I have several atlatls.
Way cool. Do you practice with them? I'm strictly an armchair expert. I'd probably spear my own foot if I tried to cast a dart. No, really, my friends will tell you.
People novels? Never heard of them
tell me more
I'm so glad you asked.
Kathleen O'Neal Gear and W. Michael Gear are a married couple, practicing archaeologists, who write novels, seperately and together. Together they have written a series of novels set in different eras of prehistoric North America.
The first in the series is People of the Wolf, which brings the first tribe of paleo-Indians through the ice barrier. Most subsequent volumes are named People of the
Something: People of the Nightland, People of the Sea and so on.
Each novel is self-contained and hundreds or thousands of years seperate them, but the premise is that all the characters descend from the original tribe, The People. Also, certain meta-characters develop across the whole set of novels. A character in one book becomes an ancestor in another book, and perhaps a powerful spirit being later on. So there is value in reading the books in 'historical' order.

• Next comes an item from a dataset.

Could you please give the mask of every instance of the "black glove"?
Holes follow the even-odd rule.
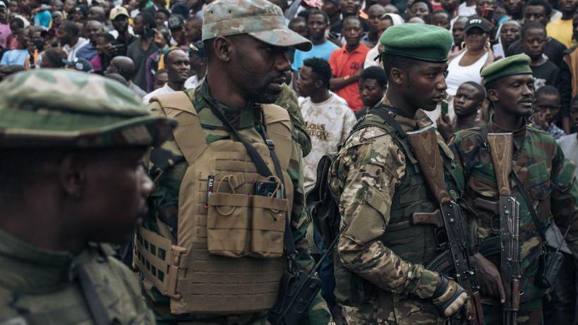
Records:
[[[449,317],[459,312],[466,303],[468,295],[463,288],[452,280],[442,276],[442,281],[435,288],[432,299],[440,314]]]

I think the most successful are the novels set not long before the historical era, where it's reasonable to project known historic cultural traits back into the past. We know or can infer a lot about how the High Mississippians or the pre-League Iroquois lived. The Gears often project historical traits far into the past, which fails to convince me. 8,000 years is a long time, and the Archaic was a very different era from the Late Woodland, f'rinstance. But then, these are novels, not history books. When the Gears take a tendentious view of controversial subjects like Kennewick Man or the fall of the Chaco Anasazi, they may be playing the stories for drama rather than expressing their own actual beliefs.
The novels are infused with Indian spiritual concepts. I'm fascinated by a world where a Contrary experiences reality backwards, and may marry a Great Horned Serpent. Of course these are the authors' interpretations of these concepts, and actual believers may disagree.

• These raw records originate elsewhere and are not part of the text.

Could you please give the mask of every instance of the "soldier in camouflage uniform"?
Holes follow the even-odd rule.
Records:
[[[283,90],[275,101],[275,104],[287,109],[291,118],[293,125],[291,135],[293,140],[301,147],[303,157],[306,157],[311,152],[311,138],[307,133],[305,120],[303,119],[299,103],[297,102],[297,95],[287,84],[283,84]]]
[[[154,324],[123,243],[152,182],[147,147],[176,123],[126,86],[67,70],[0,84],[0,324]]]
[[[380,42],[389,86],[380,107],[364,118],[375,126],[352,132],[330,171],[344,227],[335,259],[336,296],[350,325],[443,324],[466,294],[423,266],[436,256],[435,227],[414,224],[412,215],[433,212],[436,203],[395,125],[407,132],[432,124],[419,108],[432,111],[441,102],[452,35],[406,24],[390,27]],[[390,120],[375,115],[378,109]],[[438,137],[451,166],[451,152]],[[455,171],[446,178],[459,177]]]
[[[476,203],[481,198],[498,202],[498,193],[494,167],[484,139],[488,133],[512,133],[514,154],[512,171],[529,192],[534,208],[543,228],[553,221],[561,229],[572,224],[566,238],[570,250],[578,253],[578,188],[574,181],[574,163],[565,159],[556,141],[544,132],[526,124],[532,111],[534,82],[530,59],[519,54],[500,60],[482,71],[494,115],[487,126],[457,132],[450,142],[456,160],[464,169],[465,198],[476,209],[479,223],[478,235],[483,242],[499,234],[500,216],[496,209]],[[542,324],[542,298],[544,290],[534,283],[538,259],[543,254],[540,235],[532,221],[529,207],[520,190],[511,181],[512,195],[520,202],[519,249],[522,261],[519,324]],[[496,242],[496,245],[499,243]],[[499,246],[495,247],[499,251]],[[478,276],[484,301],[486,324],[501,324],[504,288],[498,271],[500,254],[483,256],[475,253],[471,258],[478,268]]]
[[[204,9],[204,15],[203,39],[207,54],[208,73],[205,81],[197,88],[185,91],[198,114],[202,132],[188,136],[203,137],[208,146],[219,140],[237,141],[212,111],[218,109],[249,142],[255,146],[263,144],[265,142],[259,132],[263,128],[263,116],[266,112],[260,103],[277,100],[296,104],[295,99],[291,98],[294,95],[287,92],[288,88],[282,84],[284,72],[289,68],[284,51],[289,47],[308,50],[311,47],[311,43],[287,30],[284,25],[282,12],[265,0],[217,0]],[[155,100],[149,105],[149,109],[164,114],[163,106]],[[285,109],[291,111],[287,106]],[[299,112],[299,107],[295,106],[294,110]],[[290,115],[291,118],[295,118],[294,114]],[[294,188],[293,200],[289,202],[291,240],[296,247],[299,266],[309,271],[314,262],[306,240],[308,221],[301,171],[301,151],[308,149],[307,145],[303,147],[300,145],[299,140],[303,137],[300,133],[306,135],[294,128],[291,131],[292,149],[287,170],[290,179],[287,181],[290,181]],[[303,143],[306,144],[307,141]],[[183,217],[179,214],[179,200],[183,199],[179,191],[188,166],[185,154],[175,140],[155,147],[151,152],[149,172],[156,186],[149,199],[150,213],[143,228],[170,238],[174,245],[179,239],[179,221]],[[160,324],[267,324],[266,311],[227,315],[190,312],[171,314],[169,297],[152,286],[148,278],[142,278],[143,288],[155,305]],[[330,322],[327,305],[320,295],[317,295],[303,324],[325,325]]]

The Gears sometimes vent their frustrations as professional archaeologists, and express unkind opinions about contemporaries who would bulldoze an ancient habitation site in order to put up a strip mall on schedule, or who would demand the repatriation of human remains before they can be fully studied. I try to remember that these are their opinions and they're entitled to them. If you're sensitive to any of these issues, you may be offended.
The authors have some other quirks. Someone (probably Kathleen) likes to write strong female characters, who probably appeal a lot to women readers. The novels feature many more women warriors and war chiefs than you'd have found in real life, and they're mostly fem women who marry and raise children, not two-spirits. Oh well, these are novels, and these characters are more interesting than the candy-floss girls in many Boys' Own Adventure books.
I read very little fiction, haven't the time or the interest, but I'm working my way through this whole series. I recommend it highly to anyone who is interested in prehistoric North America and has time to read some well-written fiction.
Beyond the Sea of Ice also looks interesting, thanks for bringing it up.